A carta aberta inicia-se por uma saudação á patria radiosa e livre e encerra-se pelas palavras de que, custe o que custar, soffra quem soffrer, proseguirá no caminho traçado, havendo n'estas expressões um tem de soberba ameaça, impropria d'um representante do Governo.

Ouve-se n'ellas um tilintar de espadas, um som de patas de cavallos, e um estampido de tiros.

E cita-se o nome da grande Republica Franceza!

E diz aquella auctoridade que tem o exemplo da França! É revoltante.

No mesmo dia —julgo que sim, no mesmo dia em que succediam os acontecimentos do Porto — Clemenceau assistia a uma festa na perfeitura da policia de Paris.

Ali, com a sua eloquencia de tão alta envergadura e de tão doce bonhomia, elle proclamava-se, como Ministro do Interior, o primeiro policia da França.

Dizia-lhes, aos policias, que outrora a sociedade repousava sobre o direito do mais forte e que a policia era o instrumento do arbitrario: hoje, a sociedade, mercê de muitas revoluções, repousa sobre uma nova ordem de coisas: a policia serve o direito e isso enobrece a sua missão.

Proclamava-lhes que a paciencia, a tolerancia, o soffrimento são as grandes qualidades do seu mister.

Dizia-lhes, sorrindo, que, até por amor d'elle, procedessem dentro só dos seus direitos, porque era a elle que o Parlamento pediria conta dos seus erros, por meio das interpellações parlamentares.

Fazia a apologia d'essas interpellações e dizia estas nobres palavras:

«Não pode haver senão duas formas de Governo: Governo de um só — Governo de capricho — ou o Governo do paiz pelos seus representantes : e o dever dos representantes do paiz é fiscalisar a applicação que se faz da lei e é isso que permittiu introduzir a lei no direito».

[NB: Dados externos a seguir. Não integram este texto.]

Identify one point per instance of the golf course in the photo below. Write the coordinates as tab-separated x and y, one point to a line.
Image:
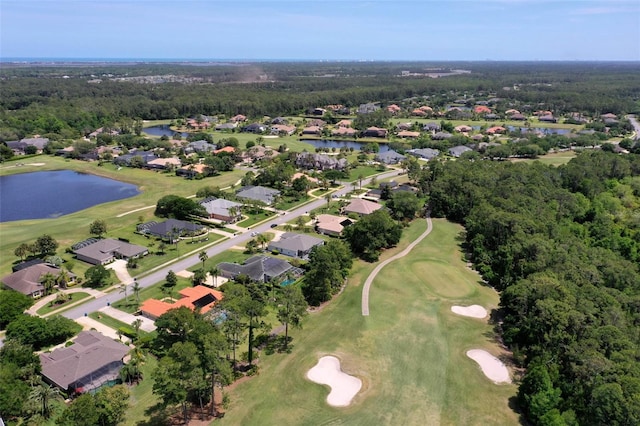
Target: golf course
409	353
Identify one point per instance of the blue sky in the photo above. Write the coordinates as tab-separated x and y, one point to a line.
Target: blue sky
317	30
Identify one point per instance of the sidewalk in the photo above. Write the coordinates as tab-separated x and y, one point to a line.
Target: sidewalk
147	324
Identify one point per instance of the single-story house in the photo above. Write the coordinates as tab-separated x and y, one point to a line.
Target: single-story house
107	250
28	280
390	157
295	245
259	268
171	229
457	151
92	361
221	209
198	297
362	207
375	132
424	153
258	193
329	224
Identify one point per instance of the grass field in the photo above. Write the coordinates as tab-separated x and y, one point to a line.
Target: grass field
409	353
74	227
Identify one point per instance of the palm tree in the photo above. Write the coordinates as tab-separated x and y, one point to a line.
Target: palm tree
215	271
203	256
42	394
48	281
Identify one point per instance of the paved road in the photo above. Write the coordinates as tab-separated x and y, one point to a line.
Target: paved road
378	268
160	274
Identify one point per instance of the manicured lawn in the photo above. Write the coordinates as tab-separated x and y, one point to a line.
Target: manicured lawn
409	353
142	397
120	216
74	298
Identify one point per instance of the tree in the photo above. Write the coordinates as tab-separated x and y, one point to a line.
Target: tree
98	227
171	281
22	251
203	256
12	305
291	309
97	276
45	245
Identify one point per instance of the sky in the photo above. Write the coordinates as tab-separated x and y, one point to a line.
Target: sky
383	30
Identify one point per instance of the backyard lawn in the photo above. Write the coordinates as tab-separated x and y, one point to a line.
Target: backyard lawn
409	353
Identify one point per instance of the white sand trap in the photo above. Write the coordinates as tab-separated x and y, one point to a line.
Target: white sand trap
343	386
491	366
475	311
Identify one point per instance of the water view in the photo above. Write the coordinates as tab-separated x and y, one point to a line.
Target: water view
42	195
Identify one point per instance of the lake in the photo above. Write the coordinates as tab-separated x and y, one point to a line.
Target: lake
43	195
162	130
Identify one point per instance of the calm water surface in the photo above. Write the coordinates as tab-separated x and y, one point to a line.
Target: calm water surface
42	195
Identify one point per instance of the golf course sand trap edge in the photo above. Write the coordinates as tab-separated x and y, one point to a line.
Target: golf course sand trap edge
475	311
492	367
343	386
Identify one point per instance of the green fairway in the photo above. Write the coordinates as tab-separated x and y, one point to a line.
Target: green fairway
409	353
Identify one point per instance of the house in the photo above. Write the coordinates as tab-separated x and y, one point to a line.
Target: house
199	146
28	280
92	361
457	151
258	193
295	245
375	132
408	134
367	108
221	209
390	157
192	170
164	163
101	252
199	297
260	269
226	126
344	131
362	207
308	160
424	153
170	229
254	128
328	224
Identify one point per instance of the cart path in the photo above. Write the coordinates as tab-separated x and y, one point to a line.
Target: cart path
372	275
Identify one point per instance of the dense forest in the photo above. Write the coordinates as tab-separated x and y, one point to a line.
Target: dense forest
69	102
563	247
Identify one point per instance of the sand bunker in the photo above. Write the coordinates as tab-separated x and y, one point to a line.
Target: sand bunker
491	366
343	386
475	311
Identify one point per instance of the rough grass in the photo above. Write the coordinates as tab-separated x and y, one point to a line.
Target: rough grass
410	352
74	227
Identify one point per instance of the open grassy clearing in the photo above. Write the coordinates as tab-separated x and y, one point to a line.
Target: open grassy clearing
74	227
410	352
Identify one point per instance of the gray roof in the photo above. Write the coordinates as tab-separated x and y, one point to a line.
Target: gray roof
219	206
80	363
259	193
27	280
426	153
259	268
103	250
390	157
295	242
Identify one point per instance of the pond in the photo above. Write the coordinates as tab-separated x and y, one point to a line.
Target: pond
43	195
357	146
162	130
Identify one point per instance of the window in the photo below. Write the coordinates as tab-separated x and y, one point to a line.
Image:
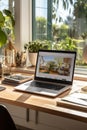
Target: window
62	22
42	19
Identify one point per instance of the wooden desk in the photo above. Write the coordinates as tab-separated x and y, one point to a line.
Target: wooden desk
43	104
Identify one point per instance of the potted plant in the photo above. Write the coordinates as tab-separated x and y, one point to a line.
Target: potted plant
4	31
34	46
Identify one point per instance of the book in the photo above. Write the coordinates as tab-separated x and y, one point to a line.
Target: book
16	79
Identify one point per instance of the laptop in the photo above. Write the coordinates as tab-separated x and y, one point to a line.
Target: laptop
53	74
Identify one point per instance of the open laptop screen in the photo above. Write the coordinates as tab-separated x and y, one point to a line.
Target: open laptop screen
55	66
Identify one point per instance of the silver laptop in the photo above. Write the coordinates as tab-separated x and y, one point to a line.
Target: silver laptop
53	75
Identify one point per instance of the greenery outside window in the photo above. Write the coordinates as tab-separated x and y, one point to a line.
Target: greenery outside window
8	24
64	22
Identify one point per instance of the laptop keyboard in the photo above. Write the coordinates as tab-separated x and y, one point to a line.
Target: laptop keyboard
47	85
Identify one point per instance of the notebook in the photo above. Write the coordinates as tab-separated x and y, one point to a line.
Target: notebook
53	74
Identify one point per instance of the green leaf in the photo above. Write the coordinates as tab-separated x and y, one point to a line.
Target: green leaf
3	38
2	19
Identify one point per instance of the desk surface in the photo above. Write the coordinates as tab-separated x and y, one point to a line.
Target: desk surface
42	103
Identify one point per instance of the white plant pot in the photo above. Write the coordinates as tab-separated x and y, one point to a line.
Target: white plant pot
33	58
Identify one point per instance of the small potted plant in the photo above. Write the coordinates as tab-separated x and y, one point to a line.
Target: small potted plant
34	46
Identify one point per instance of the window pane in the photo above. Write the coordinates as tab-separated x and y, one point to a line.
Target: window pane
8	25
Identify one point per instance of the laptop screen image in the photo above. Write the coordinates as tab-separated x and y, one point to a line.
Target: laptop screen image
55	66
53	74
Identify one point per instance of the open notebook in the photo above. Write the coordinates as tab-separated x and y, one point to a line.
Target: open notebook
53	75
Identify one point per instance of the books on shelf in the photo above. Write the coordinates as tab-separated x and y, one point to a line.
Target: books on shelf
16	79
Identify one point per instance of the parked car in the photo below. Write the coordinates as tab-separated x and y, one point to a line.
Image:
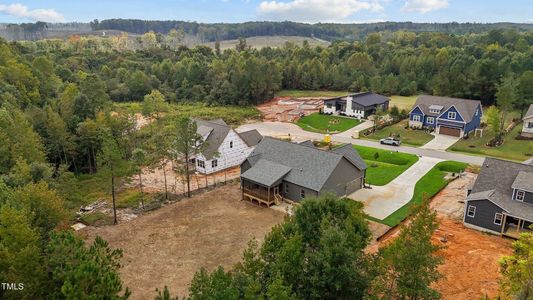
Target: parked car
390	141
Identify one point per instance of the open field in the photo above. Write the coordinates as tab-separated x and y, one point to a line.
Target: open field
310	93
432	183
387	166
403	102
258	42
513	149
324	123
408	136
230	114
167	246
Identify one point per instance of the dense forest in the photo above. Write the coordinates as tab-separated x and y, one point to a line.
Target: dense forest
330	32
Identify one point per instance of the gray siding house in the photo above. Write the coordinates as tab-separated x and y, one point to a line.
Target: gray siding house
501	199
279	170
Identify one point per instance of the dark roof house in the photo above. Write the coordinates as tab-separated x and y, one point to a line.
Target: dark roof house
293	171
449	116
358	105
501	199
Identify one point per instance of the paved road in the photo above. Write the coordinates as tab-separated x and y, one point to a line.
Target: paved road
283	129
381	201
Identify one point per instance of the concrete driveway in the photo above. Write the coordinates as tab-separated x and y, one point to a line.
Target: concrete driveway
381	201
441	142
278	129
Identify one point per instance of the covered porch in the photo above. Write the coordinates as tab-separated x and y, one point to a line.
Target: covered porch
513	226
262	182
261	194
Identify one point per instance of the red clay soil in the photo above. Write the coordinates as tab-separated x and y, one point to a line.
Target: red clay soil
167	246
471	257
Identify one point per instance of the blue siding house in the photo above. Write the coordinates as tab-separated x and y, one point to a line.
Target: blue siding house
450	116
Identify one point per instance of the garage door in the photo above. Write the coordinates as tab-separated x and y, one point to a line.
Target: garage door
450	131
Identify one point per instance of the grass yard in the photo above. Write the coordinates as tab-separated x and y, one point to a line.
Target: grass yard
387	166
230	114
428	186
512	148
403	102
309	93
408	136
323	123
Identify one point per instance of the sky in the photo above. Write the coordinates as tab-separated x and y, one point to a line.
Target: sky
235	11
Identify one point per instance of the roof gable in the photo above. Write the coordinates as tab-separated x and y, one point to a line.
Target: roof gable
310	167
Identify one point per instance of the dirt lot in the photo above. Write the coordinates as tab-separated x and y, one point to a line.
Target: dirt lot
289	109
154	180
167	246
471	257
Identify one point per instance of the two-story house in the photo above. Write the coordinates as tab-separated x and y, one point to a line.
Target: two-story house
449	116
358	105
527	128
225	148
501	199
278	170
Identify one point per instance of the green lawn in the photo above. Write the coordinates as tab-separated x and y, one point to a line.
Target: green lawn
512	148
408	136
403	102
309	93
323	123
387	166
428	186
231	114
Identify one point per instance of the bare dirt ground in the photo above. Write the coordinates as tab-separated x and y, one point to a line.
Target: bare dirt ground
154	180
289	109
470	268
168	245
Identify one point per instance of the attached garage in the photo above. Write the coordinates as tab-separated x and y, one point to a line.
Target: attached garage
450	131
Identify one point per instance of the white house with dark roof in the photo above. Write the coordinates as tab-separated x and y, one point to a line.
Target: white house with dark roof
278	170
527	128
358	105
225	148
501	199
449	116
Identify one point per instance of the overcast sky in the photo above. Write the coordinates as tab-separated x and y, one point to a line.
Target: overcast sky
309	11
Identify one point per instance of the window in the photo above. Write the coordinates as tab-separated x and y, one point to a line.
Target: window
201	163
452	115
520	195
498	219
471	211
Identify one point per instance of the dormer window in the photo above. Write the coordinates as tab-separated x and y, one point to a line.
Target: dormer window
452	115
520	195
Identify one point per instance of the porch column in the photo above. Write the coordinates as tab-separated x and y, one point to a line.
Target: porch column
503	223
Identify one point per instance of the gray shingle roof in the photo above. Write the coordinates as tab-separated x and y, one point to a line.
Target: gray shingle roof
364	99
251	137
309	167
217	134
529	113
524	181
266	172
498	176
466	107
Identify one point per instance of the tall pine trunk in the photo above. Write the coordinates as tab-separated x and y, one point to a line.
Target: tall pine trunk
113	195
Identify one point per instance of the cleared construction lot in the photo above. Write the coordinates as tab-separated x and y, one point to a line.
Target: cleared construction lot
167	246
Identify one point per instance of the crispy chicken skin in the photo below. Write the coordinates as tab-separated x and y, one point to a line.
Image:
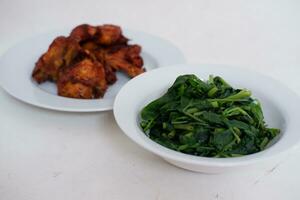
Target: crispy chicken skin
86	61
60	53
84	80
125	58
102	35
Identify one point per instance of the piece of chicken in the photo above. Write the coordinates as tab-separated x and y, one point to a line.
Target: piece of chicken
105	35
60	53
84	80
126	58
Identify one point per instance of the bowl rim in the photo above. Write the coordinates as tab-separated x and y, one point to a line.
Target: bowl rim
283	145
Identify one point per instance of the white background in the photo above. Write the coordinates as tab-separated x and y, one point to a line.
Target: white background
55	155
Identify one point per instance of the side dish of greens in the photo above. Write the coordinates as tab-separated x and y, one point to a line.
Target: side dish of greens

Eloquentes e bellas palavras!

O grande Ministro da França exalta o direito de interpellação parlamentar; aqui, o Sr. Presidente do Conselho, a uma questão que prende com a vida e liberdade dos cidadãos, chama-lhe mera e esteril questão politica — e diz, textualmente, que não pode perder tempo com ella.

E conserva no Porto uma auctoridade que, appellando para a França, ignora as transformações, no regimen policial, da poderosa Republica!

Urge suspender, durante uma syndicancia rigorosa e immediata, a auctoridade civil do Porto e mandar fazer rigoroso exame sobre o procedimento da força armada.

O Sr. governador civil do Porto tem, no seu passado, lição contraria aos actos de hoje.

Elle insurgiu-se contra a brutalidade, inferior á de agora, praticada com o grande poeta Guerra Junqueiro.

Elle assistiu a comicios de onde requereu a expulsão da força armada e da policia, protestando exactamente contra aquillo mesmo que faz agora.

Elle teve nos seus labios phrases ardentes, demolidoras, citadas agora nos jornaes republicanos, phrases que hoje ião deixa pronunciar.

Para uma politica de repressão, não pode haver mais desauctorizado e perigoso agente!